Weitere langjährige Mitglieder
Dr. Mapara unterstützt Slow Food und unser Convivium seit 1994 uneigenützig als Mitglied, leider kam kein Interview zustande. Weitere neun wurden Mitglieder vor der Gründung des Conviviums Mainfranken-Culinarium im Jahr 1997 und sind deshalb Gründungsmitglieder: Die Nordheimer Winzer Helmut Christ sowie Ulrike und Hermann Höhn traten wie Miriam Glanz-Geier und Michael Geier aus Hohenroth und Gisela Ohnleitner aus Bamberg Slow Food 1995 bei. 1996 schließlich kamen die Bambergerin Lynn Spiegel und das Ehepaar Helga und Hans-Werner Bunz dazu. Letzterer gründete dann 1997 das mainfränkische Convivium.
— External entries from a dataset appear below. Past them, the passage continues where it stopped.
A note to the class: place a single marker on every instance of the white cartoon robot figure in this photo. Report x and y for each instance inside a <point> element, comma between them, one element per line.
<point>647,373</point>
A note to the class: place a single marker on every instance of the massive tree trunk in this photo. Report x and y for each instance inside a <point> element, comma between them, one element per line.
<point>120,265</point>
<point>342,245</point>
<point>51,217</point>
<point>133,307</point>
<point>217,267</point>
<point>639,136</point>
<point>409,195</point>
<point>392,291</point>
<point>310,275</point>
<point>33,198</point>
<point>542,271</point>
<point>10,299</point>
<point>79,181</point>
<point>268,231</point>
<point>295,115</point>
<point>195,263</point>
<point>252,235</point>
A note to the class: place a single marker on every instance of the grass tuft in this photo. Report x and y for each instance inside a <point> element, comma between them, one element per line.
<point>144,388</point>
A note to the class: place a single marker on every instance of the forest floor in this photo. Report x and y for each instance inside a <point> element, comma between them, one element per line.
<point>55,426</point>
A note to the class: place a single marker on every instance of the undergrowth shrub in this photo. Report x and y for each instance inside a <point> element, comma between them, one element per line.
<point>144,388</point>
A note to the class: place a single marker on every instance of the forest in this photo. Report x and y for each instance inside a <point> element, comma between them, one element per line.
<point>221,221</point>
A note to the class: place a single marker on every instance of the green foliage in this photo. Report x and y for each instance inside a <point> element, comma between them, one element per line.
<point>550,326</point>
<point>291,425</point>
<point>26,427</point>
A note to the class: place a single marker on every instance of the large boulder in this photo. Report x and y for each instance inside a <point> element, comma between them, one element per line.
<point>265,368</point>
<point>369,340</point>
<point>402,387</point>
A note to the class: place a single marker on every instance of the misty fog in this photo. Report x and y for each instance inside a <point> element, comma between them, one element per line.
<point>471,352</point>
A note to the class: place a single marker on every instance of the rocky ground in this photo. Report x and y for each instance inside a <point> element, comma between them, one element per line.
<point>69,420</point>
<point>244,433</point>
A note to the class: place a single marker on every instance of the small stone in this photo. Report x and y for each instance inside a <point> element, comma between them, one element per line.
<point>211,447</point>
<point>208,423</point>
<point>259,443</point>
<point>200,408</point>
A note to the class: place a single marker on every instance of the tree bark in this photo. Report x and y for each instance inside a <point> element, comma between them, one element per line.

Gründungsmitglieder, weil sie 1997 Mitglied wurden, sind deshalb auch Peter Auer aus Bamberg, das Ehepaar Barth aus Volkach, Winzer Johannes Deppisch aus Erlenbach, Dr. Hermann Kolesch aus Erlabrunn und Thomas Schütz aus Herrnhofen. Im übertragenen Sinne gehört im Nachhinein auch das Ehepaar Boesch aus Bad Mergentheim dazu, das allerdings 1997 dem seinerzeitigen Convivium Hohenlohe-Tauber beitrat.

Das mainfränkische Convivium wuchs überdurchschnittlich rasch und brachte 2003 in die Vereinigung 210 Mitglieder und Förderer ein, 38 das tauberfränkisch-hohenlohische. Seit einigen Jahren ist das Convivium Hohenlohe-Tauber-Main-Franken mit Abstand das größte in Deutschland und zählt - Juni 2012 - rund 800 Mitglieder und Förderer. Seitdem ist das jährliche Wachstum klein. So zählte das Convivium Ende des Jahres 2015 zwar 884 Mitglieder und Unterstützer, doch war der Unterschied zu Ende 2014 gering, nämlich gerade 11 Mitglieder. In Wirklichkeit - wegen der aus vielerlei Gründen unvermeidlichen Austritte zum Jahresende - ist dennoch ein jährlicher Zustrom von 40 bis 50 Mitgliedern zu verzeichnen.